Michael: Look at the Germans trying to decide what to do with the Nuremberg stadium. They cannot bulldoze it. They are at a point of doubt. So many fought to make this great. It was wrong. We were on the wrong side. You do not have this guilt. (not Nazi but Confederate)
Chris: It’s an interesting word, “we.” Why not characterize the Confederacy as “they”? The cause they fought for was wrong, although there’s much to admire about them. On the other hand, I can recall talking with a fellow Irish-American (over beers, of course) on Cape Cod about the issue of reparations. “My ancestors never owned any slaves,” he said, noting that his people –like my own–hadn’t arrived in American until the 1920s. My counterargument was that, when our ancestors voluntarily became American citizens, they took on the blessings as well as the burdens of that identity. So, I guess what I’m saying is, it’s our history, yours and mine. We can use it to hold ourselves back or push ourselves forth as we like. As long as we do so in an honest way, we our free to do with it what we like– we’re just not at liberty to ignore it.
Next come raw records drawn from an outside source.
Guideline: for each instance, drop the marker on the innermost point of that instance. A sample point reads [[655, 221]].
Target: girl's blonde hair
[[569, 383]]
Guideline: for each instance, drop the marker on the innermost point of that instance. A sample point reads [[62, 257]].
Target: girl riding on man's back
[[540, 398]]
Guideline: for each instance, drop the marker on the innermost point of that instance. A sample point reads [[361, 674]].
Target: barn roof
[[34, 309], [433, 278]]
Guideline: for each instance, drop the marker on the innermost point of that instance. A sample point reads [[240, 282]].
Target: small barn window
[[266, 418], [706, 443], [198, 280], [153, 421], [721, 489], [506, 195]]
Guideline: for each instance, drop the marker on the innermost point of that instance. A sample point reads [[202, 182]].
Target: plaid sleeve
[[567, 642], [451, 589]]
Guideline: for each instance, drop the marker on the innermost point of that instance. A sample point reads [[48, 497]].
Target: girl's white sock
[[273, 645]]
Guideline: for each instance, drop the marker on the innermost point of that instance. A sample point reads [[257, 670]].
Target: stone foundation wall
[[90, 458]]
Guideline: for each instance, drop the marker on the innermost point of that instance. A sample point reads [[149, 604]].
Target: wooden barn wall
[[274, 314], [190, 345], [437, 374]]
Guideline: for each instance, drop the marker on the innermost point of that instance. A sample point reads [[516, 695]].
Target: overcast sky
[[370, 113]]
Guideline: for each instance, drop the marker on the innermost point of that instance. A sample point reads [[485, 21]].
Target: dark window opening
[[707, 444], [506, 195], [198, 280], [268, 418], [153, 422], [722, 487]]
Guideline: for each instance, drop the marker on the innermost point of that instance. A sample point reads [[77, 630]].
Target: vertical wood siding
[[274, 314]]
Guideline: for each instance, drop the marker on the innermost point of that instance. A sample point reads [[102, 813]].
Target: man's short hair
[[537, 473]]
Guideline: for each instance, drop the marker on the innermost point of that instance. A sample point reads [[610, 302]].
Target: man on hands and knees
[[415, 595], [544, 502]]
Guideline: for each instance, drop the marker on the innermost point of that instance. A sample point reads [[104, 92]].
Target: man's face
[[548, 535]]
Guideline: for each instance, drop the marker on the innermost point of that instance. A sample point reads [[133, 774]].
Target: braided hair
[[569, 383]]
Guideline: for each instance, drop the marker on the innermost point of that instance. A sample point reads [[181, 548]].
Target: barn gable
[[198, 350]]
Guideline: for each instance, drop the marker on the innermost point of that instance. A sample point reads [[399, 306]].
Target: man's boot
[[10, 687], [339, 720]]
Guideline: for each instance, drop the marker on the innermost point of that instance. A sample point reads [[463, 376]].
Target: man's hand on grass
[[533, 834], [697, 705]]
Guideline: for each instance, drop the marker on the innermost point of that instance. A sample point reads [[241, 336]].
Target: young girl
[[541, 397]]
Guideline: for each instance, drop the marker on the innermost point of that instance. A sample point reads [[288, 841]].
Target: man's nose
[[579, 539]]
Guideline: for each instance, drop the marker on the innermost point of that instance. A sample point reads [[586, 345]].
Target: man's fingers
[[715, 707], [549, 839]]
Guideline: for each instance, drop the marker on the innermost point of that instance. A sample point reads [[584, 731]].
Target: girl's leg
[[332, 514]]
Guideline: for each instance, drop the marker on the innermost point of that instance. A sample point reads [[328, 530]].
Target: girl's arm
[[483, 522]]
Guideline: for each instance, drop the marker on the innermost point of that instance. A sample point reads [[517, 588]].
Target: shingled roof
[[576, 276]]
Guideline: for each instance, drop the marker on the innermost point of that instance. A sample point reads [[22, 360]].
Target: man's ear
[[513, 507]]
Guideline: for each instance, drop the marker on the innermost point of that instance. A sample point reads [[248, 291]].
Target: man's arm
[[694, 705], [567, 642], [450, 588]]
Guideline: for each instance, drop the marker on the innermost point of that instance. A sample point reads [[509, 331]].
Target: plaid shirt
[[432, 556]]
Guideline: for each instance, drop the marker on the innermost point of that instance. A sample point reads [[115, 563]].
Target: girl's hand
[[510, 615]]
Michael: Agreed. I inherited “we”. It was handed down to me from my Great Aunt Lucy through my Mother in things said and left unsaid. It is what I am.
Chris: It’s been a formative inheritance, to be sure. Still, you do not have to accept that burden of guilt as your own.
He didn’t respond to this. We were in touch again, about a week later, on another matter. After that, Michael sort of disappeared. In a couple of months, he would be dead. How I wish he were still with us, so I could still be arguing with and learning from him.